If you want to explore the Mandelbrot set, or fractals in general, you have endless options, but you should definitely look at the Xaos Fractal Browser. It’s been super-streamlined for zooming around quickly. Lots of people use it and upload their pictures to Flickr, and Flickr, in turn, makes it easy for me to embed this dandy slideshow.
http://www.flickr.com/apps/slideshow/show.swf?v=71649
Zooming around in Mandelbrot space got me thinking about the problem of mathematical exploration in general. I did a little googling and found this news item. (Note: actually I made it up)

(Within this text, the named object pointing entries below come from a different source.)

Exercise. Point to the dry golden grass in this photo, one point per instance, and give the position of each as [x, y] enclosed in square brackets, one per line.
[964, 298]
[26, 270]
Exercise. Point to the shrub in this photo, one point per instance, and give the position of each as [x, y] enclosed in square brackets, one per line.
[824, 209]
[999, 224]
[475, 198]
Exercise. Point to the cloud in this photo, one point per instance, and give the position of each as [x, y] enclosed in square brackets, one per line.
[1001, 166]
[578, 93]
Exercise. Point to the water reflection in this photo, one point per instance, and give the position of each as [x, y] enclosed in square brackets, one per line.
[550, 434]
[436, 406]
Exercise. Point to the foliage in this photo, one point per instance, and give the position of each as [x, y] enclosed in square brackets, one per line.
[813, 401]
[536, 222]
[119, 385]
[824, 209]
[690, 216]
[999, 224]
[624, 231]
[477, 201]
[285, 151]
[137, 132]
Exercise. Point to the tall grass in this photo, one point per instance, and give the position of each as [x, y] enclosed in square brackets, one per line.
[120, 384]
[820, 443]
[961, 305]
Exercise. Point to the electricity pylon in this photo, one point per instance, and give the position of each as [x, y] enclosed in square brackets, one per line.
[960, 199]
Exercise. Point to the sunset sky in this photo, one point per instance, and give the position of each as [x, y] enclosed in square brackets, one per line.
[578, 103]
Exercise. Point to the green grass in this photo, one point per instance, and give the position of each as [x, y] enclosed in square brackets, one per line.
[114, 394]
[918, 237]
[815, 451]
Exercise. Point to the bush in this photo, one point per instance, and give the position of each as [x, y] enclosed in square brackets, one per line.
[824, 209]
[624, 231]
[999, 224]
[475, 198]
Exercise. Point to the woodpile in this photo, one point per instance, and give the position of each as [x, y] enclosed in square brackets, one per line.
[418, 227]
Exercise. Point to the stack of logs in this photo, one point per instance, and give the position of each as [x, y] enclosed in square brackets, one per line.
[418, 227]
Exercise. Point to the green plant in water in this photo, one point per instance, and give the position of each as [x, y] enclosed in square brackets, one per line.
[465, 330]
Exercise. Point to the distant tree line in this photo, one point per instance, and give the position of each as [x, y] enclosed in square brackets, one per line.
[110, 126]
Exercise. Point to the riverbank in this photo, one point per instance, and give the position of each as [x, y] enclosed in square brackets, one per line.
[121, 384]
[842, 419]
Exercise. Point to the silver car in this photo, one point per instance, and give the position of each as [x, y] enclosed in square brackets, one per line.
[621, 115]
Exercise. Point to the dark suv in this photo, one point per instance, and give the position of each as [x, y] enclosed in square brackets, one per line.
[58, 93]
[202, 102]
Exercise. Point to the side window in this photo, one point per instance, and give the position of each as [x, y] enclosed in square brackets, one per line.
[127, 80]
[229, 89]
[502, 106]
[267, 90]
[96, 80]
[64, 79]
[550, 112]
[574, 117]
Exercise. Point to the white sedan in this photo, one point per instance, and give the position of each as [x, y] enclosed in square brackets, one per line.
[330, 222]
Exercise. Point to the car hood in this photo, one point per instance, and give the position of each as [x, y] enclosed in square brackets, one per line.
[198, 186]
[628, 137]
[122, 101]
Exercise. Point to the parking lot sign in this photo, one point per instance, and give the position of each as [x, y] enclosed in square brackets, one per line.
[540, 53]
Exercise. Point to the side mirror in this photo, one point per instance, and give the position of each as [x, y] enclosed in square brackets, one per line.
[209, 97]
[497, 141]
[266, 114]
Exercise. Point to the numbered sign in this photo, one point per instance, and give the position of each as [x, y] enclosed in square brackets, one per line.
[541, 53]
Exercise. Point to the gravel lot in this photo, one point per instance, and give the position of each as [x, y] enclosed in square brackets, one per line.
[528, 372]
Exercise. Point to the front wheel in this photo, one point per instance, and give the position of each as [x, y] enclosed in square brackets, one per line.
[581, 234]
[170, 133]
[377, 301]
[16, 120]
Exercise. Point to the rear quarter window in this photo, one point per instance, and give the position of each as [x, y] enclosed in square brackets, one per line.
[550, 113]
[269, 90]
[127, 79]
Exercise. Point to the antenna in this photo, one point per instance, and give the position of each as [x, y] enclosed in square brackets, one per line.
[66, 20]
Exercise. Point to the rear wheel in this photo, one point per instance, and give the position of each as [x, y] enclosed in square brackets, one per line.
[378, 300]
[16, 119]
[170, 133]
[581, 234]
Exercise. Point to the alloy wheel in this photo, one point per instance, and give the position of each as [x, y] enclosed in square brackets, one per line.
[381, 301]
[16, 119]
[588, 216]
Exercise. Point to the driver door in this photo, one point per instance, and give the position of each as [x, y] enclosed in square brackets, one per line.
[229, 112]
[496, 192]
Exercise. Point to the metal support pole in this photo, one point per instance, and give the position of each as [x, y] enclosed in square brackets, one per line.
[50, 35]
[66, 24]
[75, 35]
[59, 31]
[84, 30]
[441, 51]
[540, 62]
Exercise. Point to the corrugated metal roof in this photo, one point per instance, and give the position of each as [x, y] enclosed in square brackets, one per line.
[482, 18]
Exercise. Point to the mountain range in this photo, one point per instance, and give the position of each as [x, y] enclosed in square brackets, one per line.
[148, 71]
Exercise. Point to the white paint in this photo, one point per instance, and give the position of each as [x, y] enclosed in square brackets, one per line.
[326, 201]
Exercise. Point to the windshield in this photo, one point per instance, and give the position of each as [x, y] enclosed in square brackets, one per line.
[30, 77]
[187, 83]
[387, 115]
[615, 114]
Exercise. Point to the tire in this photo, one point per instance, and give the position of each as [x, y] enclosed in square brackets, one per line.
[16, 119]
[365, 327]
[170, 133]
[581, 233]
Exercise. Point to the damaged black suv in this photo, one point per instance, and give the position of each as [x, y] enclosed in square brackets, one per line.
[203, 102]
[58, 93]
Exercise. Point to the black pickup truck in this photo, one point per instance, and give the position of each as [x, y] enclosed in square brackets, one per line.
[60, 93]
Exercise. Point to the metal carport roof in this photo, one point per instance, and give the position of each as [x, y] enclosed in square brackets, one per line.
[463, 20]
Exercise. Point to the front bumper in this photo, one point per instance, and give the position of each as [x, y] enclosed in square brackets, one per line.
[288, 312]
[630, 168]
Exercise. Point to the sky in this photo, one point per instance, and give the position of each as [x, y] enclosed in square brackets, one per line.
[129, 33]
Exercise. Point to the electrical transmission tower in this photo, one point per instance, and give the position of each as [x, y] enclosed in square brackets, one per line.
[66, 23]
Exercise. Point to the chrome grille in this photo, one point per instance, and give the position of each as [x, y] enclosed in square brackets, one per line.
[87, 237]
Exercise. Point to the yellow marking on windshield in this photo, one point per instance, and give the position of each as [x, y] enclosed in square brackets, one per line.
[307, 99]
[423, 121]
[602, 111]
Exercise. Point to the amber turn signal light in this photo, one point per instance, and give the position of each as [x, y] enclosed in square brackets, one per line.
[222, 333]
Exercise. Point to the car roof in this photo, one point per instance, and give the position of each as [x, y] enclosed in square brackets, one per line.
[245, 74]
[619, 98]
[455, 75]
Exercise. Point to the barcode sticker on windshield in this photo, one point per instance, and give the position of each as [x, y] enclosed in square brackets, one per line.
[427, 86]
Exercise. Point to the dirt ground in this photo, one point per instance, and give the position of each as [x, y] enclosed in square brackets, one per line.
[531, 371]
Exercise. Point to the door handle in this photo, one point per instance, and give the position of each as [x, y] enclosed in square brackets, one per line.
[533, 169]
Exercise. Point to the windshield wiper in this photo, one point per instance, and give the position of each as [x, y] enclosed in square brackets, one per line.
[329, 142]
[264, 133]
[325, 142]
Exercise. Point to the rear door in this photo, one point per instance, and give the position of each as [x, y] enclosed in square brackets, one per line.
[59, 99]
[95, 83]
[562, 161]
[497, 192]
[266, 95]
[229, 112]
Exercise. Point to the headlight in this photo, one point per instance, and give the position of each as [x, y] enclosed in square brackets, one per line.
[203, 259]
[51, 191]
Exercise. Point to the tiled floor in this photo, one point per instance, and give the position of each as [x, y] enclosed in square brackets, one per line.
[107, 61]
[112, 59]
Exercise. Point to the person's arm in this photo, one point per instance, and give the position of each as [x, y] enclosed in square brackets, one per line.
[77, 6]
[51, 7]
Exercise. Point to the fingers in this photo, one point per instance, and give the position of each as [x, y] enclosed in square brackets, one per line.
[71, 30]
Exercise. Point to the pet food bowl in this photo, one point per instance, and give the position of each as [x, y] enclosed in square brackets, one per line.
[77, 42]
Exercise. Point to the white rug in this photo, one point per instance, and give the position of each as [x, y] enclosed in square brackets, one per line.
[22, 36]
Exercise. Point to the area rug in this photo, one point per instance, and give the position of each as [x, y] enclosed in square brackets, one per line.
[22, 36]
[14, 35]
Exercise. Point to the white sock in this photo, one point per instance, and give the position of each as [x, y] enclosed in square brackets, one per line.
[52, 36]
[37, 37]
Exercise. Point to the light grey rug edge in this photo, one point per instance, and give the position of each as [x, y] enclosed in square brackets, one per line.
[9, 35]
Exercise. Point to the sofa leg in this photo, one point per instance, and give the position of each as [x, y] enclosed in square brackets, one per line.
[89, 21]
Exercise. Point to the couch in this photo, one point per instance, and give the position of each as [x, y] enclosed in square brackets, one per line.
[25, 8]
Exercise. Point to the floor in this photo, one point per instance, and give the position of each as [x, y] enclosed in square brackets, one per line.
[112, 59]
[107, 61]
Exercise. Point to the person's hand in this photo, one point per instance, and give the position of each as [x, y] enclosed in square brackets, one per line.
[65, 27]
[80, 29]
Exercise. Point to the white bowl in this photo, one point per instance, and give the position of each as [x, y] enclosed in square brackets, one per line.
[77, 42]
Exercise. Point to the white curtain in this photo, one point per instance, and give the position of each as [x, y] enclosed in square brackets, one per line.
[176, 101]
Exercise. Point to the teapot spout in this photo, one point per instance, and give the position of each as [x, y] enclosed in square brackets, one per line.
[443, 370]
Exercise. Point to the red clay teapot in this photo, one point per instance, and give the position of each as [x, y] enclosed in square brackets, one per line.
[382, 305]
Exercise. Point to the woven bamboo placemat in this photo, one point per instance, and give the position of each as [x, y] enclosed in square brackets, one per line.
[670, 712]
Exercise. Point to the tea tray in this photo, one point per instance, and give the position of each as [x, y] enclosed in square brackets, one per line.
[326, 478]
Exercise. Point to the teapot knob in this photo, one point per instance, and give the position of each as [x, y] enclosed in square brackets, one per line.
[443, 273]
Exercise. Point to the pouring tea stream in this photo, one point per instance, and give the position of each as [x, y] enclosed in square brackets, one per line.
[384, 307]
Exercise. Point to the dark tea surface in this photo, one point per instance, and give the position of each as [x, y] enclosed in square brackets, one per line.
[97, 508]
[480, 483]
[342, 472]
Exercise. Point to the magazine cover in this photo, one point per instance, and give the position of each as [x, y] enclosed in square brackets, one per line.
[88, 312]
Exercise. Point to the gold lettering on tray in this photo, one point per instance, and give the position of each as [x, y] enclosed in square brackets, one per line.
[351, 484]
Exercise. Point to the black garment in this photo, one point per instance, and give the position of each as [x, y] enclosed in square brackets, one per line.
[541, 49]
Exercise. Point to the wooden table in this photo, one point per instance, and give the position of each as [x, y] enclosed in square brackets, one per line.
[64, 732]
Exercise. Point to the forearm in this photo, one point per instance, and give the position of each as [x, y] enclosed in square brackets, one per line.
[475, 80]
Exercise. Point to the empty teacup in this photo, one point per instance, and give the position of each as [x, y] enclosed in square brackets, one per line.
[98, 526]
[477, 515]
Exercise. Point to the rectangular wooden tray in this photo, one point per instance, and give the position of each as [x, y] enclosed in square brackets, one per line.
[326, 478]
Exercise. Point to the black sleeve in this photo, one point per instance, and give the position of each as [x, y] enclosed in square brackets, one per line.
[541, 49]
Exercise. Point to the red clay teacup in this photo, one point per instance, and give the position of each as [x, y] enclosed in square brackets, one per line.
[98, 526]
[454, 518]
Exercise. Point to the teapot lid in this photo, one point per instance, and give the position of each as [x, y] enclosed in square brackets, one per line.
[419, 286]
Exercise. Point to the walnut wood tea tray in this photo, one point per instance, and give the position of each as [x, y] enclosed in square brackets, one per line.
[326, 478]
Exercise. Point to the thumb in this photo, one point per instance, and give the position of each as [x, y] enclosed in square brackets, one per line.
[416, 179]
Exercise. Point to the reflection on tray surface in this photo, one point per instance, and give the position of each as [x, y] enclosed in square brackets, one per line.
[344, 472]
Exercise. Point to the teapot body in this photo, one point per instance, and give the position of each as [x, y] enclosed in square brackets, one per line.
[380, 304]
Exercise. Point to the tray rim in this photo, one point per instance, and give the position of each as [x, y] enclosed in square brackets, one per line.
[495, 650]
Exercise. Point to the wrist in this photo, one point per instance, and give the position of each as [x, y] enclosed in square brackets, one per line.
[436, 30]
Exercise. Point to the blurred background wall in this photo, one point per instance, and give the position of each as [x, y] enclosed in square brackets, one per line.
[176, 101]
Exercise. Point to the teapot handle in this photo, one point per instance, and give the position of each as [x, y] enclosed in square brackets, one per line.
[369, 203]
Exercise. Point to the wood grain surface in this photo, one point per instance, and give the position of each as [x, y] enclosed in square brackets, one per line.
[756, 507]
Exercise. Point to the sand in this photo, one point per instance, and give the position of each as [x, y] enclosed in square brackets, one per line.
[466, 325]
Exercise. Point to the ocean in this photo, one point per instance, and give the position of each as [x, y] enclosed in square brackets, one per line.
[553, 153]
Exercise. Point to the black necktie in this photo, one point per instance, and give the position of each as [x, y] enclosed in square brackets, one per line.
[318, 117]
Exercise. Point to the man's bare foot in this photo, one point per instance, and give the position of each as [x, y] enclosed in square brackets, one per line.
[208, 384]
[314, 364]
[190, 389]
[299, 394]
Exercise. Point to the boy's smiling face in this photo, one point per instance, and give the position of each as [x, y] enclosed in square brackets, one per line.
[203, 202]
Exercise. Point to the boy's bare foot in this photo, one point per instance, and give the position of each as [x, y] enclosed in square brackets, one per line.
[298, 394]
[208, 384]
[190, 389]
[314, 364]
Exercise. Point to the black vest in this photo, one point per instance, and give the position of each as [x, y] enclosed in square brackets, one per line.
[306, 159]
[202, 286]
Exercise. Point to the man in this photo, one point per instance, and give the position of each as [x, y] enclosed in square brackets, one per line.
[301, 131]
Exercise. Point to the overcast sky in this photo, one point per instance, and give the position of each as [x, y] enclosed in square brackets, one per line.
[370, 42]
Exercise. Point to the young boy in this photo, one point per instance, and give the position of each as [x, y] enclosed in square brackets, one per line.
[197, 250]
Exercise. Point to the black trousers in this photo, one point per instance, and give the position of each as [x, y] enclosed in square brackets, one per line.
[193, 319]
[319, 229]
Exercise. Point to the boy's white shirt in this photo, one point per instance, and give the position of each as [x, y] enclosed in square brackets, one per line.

WASHINGTON, DC (May 1, 2009)
FOR IMMEDIATE RELEASEGovernment officials were scrambling this morning to put the finishing touches on what’s being touted as the “most significant exploration initiative since Apollo.” The program, called Fractal One, has been established to plant an American flag on the bottom of the Mandelbrot set. Lead mathematician for the program Curt Canneford explained: “The Mandelbrot set is a mathematical object, a fractal set of fantastic richness. The deeper you delve into it, the more mysteries you find. It’s unconscionable that, since its discovery more than twenty years ago, we still don’t know where it stops.”
Bipartisan support has been building for the initiative. As Representative Malcolm Blakey (R, Missouri) explained at a press conference yesterday, “When we heard that the French were funding an expedition to set foot on the bottom of the Mandelbrot set, we realized this was a matter of national pride and competitiveness. Why, in an age when Everest has been climbed, the Marianas trench plumbed, and the moon itself claimed for this great republic, is the Mandelbrot set still hiding secrets? This math resource should be probed and exploited. We might find oil, mineral wealth, or lots of cool pictures for American students to put up in their dorm rooms.”
Late last night, underscoring the urgency of the effort, came word of an imminent Chinese expedition, and there was an unsubstantiated claim that a Russian team was “already there.”
What will it look like at the bottom? It’s hard to say. Lead Mandelnaut Irving Bell was sanguine about the dangers. “We’re talking about extremely small numbers… the linear dimensions alone will measure less than 10 to the minus 128. The computational pressures will be enormous. The iteration counts near the bottom could pin us down for weeks, and a divergent blowout could happen at any time.”
It was a stirring scene as he and his team, against the backdrop of a large American flag, were sealed into the stainless steel Fractal One compute pod and lowered into the complex set.